Redazione Mauro Berti

I frati del Sacro Convento di Assisi hanno consegnato via web al Segretario Generale delle Nazioni Unite, António Guterres, la “Lampada della Pace”. La cerimonia, in diretta streaming sul sito sanfrancesco.org, si è tenuta questa mattina alle 12.45 nella chiesa superiore della Basilica di San Francesco a margine della registrazione del 36° Concerto di Natale che verrà trasmesso da Rai Cultura su Rai1 sabato 25 dicembre alle 12.30 in eurovisione dopo il messaggio Urbi et Orbi del Santo Padre.

Il Segretario è stato in contatto con persone risultate positive al Covid-19 all'inizio di questa settimana e come misura precauzionale, in accordo con il medico, ha deciso di partecipare in streaming alla cerimonia. Pertanto, il Segretario ONU e Sua Maestà il Re Abdullah II di Giordania hanno partecipato in collegamento remoto con Assisi. A ritirare fisicamente la Lampada della Pace a nome di António Guterres è stato il Direttore Generale della FAO, Qu Dongyu, a consegnarla a nome del Re di Giordania l’incaricato d’Affari dell’Ambasciata del Regno Hashemita dì Giordania presso la Repubblica Italiana, Ambasciatore Mohammad Al Shabbar.

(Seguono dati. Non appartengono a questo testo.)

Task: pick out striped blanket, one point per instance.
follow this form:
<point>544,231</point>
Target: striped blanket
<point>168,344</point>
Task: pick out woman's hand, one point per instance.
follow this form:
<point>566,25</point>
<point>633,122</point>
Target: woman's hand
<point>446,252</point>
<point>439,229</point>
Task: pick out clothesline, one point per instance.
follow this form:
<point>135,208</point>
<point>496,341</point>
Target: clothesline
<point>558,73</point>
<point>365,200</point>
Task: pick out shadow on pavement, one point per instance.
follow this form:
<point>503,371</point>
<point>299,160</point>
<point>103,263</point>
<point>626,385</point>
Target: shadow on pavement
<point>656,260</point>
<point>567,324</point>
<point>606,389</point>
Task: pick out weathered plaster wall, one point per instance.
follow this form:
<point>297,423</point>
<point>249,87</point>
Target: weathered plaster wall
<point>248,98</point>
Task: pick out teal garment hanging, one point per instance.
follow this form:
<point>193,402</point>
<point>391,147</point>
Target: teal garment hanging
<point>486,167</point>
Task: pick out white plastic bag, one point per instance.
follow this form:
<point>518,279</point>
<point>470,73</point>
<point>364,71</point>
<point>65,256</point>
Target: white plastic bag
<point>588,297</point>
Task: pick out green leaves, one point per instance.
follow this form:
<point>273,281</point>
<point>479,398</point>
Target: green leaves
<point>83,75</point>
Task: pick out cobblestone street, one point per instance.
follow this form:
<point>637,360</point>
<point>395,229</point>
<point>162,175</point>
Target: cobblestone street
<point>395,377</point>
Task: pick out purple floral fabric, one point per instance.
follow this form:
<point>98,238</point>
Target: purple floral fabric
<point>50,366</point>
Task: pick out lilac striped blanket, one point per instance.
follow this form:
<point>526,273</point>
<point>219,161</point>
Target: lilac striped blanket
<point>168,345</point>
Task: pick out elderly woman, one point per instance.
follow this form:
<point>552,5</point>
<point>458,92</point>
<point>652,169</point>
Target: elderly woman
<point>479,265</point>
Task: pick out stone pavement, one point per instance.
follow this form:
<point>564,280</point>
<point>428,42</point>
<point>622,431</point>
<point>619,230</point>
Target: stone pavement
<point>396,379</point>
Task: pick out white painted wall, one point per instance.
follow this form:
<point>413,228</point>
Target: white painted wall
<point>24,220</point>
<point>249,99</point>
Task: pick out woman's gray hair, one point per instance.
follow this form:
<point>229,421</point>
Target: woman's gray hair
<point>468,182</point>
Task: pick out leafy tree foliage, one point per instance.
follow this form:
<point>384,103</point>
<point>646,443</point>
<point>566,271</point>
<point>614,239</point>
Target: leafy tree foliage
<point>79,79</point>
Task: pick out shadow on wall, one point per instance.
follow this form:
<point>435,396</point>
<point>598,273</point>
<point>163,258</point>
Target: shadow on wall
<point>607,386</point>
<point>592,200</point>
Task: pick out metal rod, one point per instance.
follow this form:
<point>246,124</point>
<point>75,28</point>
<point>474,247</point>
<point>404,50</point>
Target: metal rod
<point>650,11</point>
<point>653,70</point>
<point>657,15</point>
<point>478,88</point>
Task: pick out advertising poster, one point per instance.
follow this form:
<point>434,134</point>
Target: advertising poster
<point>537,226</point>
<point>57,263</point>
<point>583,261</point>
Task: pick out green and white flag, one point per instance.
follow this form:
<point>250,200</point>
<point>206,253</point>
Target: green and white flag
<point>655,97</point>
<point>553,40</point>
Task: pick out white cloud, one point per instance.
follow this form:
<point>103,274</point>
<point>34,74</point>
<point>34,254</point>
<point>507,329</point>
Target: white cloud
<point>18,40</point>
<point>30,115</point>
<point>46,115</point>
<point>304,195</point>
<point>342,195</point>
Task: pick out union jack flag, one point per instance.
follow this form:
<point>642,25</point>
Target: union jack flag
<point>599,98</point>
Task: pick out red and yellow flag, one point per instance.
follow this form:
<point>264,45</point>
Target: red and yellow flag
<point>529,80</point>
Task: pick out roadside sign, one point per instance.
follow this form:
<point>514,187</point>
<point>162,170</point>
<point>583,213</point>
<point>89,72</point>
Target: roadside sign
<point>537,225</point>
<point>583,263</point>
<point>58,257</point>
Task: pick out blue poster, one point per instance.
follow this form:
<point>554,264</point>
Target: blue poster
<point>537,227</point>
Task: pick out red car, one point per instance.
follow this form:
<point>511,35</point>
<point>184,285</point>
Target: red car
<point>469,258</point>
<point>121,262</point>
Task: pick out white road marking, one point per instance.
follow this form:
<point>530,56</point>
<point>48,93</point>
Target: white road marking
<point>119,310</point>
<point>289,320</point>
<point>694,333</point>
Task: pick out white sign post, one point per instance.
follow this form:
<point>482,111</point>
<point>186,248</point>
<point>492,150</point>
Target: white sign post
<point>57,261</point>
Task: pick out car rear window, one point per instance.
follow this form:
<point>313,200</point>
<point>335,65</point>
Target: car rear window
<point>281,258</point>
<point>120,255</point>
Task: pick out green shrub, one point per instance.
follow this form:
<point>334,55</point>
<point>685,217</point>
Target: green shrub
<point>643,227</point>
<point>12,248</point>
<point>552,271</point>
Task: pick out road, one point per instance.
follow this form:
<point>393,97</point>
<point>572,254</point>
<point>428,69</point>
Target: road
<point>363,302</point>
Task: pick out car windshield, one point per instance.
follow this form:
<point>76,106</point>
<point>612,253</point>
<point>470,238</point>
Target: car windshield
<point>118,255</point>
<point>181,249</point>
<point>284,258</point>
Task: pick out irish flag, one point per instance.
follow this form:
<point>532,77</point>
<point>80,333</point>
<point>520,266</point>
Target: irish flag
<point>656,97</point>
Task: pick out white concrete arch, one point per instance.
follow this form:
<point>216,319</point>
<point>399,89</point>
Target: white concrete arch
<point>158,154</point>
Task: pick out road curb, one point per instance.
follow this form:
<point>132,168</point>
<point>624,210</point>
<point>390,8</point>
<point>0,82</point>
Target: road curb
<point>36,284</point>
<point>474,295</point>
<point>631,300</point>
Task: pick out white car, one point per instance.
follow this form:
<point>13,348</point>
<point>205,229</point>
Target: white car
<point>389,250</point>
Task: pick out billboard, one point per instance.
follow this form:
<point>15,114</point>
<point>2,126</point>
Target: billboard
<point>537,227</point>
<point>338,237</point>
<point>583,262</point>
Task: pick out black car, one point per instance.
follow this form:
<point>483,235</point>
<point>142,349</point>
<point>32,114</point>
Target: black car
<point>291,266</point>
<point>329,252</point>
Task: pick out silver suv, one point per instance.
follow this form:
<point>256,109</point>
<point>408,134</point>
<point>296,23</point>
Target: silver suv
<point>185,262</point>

All’evento, aperto dal saluto del Custode del Sacro Convento di Assisi, fra Marco Moroni, hanno partecipato, tra gli altri: il Ministro dell’Economia e delle Finanze, Daniele Franco, in rappresentanza del Governo italiano e il Presidente della Conferenza Episcopale Italiana, Cardinale Gualtiero Bassetti.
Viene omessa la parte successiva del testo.